The Cadillac Proof: Nicholas Dreystadt and the First Crack in the Policy (1934)
In 1934, a mid-level General Motors manager named Nicholas Dreystadt walked into a board meeting and made an argument that should have changed everything. He had noticed something on the showroom floor: wealthy Black customers were buying Cadillacs — but through white intermediaries. They were paying white men hundreds of dollars to act as frontmen, purchasing luxury cars on their behalf, because GM's policy forbade selling directly to Black customers.
Dreystadt's argument wasn't moral. It was mathematical. Those customers clearly wanted Cadillacs badly enough to pay a premium on top of the already-premium price. That intermediary fee was money GM wasn't seeing. The policy wasn't protecting white customers — it was simply redirecting Black dollars away from Cadillac's own ledger. He told GM's board: end the policy, sell directly, and watch the numbers move.
GM agreed. By 1934, Cadillac's sales had risen approximately 70% — a surge widely credited with helping the brand survive the Great Depression while competitors collapsed.

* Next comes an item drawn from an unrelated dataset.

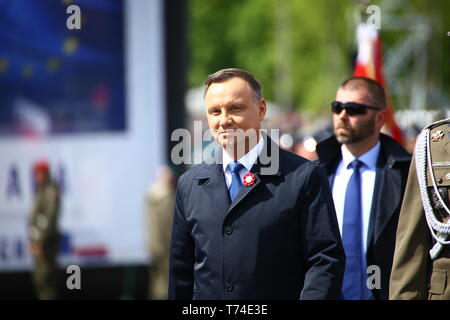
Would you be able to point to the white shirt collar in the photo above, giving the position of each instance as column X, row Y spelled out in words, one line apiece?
column 369, row 158
column 248, row 159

The proof of concept was undeniable: racial exclusion was a revenue decision, not a market reality. Black purchasing power was real, substantial, and going wherever it was welcomed.
What makes this damning: The lesson was known. It was documented. It was sitting in GM's own records. Every major corporation in America could have seen it. Coca-Cola chose to ignore it for another two decades. The contamination fear wasn't about business logic — it was about something else entirely.